Abstract

Background: Elexacaftor/tezacator/ivacaftor (ETI) is highly effective in people with cystic fibrosis (pwCF) with at least one F508del mutation. This prospective cohort study aims to characterize the variety in responses to ETI and to identify patients who respond best.

Methods: After 6 months of ETI we evaluated change in sweat chloride concentration (SCC), ppFEV1 and sex- and age-specific standard deviation scores of body mass index (BMISDS). K-means clustering analysis was performed to group patients according to their response. Baseline characteristics and treatment responses were compared.
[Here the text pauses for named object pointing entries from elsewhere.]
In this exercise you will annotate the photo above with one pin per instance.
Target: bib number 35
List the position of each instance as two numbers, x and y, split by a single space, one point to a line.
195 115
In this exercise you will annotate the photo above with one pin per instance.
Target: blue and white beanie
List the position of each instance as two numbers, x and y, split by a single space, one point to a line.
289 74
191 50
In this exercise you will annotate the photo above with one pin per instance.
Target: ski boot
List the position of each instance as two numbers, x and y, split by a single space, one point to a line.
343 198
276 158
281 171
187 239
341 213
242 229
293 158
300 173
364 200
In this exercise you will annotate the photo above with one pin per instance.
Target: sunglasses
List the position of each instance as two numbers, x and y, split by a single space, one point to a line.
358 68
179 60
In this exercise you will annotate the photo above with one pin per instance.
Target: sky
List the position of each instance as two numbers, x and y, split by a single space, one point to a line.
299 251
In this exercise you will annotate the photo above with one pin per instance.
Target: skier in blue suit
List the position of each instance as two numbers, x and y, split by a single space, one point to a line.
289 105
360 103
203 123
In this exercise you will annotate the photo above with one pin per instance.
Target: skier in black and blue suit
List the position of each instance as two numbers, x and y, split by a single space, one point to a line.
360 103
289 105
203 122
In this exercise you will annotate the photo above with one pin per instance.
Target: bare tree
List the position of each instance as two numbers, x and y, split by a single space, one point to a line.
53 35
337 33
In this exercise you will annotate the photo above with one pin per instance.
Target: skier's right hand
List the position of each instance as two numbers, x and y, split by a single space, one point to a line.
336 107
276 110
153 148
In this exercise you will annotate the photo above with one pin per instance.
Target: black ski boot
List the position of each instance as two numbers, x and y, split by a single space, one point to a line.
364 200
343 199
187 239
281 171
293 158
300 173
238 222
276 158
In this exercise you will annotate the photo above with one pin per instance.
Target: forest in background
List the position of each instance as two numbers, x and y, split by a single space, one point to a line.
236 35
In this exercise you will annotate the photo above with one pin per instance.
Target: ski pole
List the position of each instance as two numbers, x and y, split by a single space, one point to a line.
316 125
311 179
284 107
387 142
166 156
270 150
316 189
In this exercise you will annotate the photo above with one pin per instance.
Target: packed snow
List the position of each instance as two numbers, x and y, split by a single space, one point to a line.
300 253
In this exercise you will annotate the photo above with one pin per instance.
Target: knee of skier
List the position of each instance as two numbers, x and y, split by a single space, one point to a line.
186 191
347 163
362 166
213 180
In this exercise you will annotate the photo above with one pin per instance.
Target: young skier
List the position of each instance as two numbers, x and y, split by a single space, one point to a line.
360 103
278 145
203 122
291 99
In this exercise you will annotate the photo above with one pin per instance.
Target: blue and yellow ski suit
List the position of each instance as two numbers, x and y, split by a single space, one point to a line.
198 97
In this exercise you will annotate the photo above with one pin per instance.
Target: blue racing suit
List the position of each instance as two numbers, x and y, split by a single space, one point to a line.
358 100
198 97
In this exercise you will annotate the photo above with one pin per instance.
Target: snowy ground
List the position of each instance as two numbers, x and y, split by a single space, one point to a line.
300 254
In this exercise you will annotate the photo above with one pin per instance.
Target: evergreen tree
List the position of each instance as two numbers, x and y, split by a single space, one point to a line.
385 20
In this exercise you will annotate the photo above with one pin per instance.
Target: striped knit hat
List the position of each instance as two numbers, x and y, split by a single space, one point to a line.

Results: We enrolled 164 pwCF who received ETI in two CF centres in Milan. At 6 months from ETI start, SCC declined by a mean of -53 mmol/L (95% CI: -57; -50); ppFEV1 rose by 16.4 points (14.6; 18.1) and BMISDS by 0.41 (0.34; 0.49). SCC did not improve in 2 (1.2%) patients; 18 (11.0%) patients had changes in ppFEV1<3 points; BMISDS did not increase in 32 (19.5%) patients. Cluster analysis identified two groups of patients. Those in group1 had a lower reduction in SCC (mean changes: -48 vs -61 mmol/L, p<0.001) and lower increases in ppFEV1 (+9.2 vs +25.2, p<0.001) and BMISDS (+0.16 vs +0.81, p<0.001) compared to patients in group 2. Patients in group 1 had a milder clinical phenotype, with better pulmonary function, less airway resistance, better nutritional status, lower P. aeruginosa infections and lower rates of diabetes.

Conclusions. Most pwCF had remarkable benefits from ETI, however a part of them had suboptimal responses. Further research is needed to better identify the causes of poor response to ETI.